まだ自我は残っているため、話や意思疎通は可能です。
但し、覚者へと激しい怒りを抱いているため、辛辣な言葉が返ってくる恐れがあります。
PC様の行動によってシナリオ展開が変わっていきます。
敵となる涯は、破綻者という事や、発現前から力を有していた事から、程々に強いです。
止める方法や有効な言動が見られた場合、成功確率は増えます。

●敵データ
・真葉 涯
 武道をこよなく愛していた男性。
 相まみれ死闘を行った相手に、相手の力の発現後、一方的に負かされた過去がある。
 無差別に人を襲い、その目標は全て覚者を狙っている。

・攻撃手段
 正拳:鍛え上げた拳で一撃を加えます。近距離単体にダメージ。
 鋭刃脚:裂くような鋭い蹴りを放ちます。近距離単体にダメージ。
 地烈:地を這うような軌跡から、跳ね上がるような連撃を放ちます。近距離列にダメージ。
 閂通し:攻撃した相手そのものより、後ろの相手に対して攻撃を行う。近距離に貫通ダメージ。
 烈波:気の弾丸を広範囲に放ち、一斉掃射します。遠距離列にダメージ。
 小手返し:相手の力を利用して攻撃を行う。

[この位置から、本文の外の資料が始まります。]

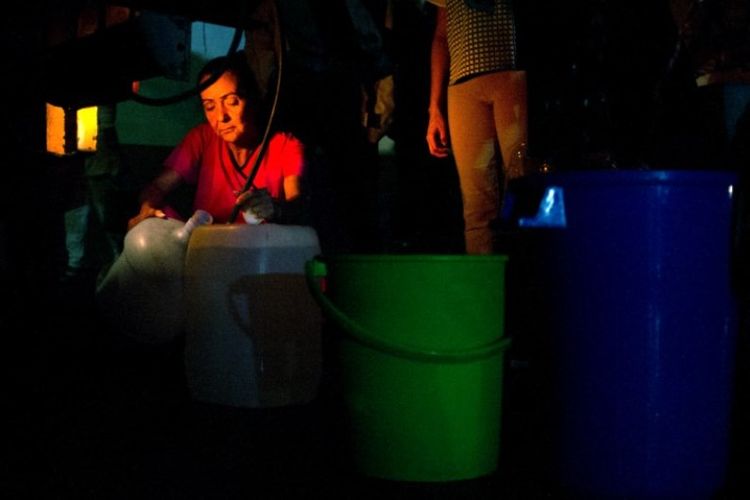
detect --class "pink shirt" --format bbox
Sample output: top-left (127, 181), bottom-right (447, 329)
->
top-left (164, 123), bottom-right (304, 223)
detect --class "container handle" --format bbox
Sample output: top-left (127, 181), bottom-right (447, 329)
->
top-left (305, 259), bottom-right (511, 363)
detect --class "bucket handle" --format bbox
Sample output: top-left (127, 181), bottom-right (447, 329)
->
top-left (305, 259), bottom-right (511, 363)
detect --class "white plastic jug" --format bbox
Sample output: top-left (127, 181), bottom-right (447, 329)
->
top-left (96, 210), bottom-right (213, 344)
top-left (185, 224), bottom-right (322, 408)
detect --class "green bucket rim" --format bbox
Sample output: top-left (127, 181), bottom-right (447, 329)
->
top-left (305, 254), bottom-right (511, 363)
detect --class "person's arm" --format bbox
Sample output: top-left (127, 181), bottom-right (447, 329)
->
top-left (128, 168), bottom-right (182, 231)
top-left (427, 7), bottom-right (450, 158)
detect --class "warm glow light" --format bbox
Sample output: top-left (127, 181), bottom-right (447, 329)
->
top-left (47, 103), bottom-right (65, 155)
top-left (47, 103), bottom-right (97, 155)
top-left (76, 106), bottom-right (97, 151)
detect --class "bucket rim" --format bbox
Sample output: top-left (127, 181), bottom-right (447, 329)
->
top-left (511, 169), bottom-right (738, 187)
top-left (316, 253), bottom-right (508, 263)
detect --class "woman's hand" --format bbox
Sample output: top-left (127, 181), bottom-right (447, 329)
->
top-left (235, 189), bottom-right (276, 223)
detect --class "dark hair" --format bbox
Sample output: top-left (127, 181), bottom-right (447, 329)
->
top-left (196, 50), bottom-right (262, 106)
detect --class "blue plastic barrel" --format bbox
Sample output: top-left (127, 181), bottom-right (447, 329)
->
top-left (511, 171), bottom-right (737, 498)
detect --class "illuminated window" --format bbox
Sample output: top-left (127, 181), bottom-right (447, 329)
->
top-left (47, 103), bottom-right (97, 155)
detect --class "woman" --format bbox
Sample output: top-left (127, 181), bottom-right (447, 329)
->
top-left (128, 51), bottom-right (304, 228)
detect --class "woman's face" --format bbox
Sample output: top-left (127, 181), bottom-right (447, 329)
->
top-left (201, 72), bottom-right (250, 143)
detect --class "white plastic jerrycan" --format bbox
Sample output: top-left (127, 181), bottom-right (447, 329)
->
top-left (185, 224), bottom-right (322, 408)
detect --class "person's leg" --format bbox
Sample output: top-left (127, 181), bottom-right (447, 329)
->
top-left (448, 77), bottom-right (502, 254)
top-left (490, 71), bottom-right (529, 183)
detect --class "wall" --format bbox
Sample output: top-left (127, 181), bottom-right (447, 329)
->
top-left (117, 22), bottom-right (244, 147)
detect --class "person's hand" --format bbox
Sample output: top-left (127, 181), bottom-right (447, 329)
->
top-left (235, 189), bottom-right (275, 223)
top-left (427, 111), bottom-right (450, 158)
top-left (128, 205), bottom-right (167, 231)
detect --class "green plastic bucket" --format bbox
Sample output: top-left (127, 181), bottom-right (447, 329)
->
top-left (307, 255), bottom-right (510, 482)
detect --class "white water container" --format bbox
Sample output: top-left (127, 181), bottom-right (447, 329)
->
top-left (185, 224), bottom-right (322, 408)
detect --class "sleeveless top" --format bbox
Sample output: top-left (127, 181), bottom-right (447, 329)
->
top-left (428, 0), bottom-right (516, 85)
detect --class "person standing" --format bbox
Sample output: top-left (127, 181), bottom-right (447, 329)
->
top-left (427, 0), bottom-right (528, 254)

近距離単体にダメージ。
 体力強化・壱:自身の体力を底上げします。

●夢見さん情報
夕刻の○町浜辺で、涯に、男性覚者が襲われ、重傷となる予知夢を見ております。
場所は、人目のつき難い海岸での戦闘となります。
足元にはごつごつとした、大小まばらな岩が落ちています。
岩壁が傍にあり、位置が波打つ浜辺に挟まれているため、多少狭い場所での戦いとなります。
具体的には同列に二名以上並ぼうとすると、入水することとなり、何かしらのペナルティを受ける可能性があります。
海へと入水する、或いは飛行する、等を行えば、場所は広くなります。

●いきなりQ&A!
Q:夕刻になるまで泳いでいてもいいですか?!
A:遠足ではございません!泳ぐのであれば程々にしておきましょう!
状態
完了
報酬モルコイン
金:0枚 銀:1枚 銅:0枚
(1モルげっと♪)
相談日数
7日
参加費
100LP[+予約50LP]
参加人数
6/6
公開日
2016年09月25日

■メイン参加者 6人■

『歪を見る眼』
葦原 赤貴(CL2001019)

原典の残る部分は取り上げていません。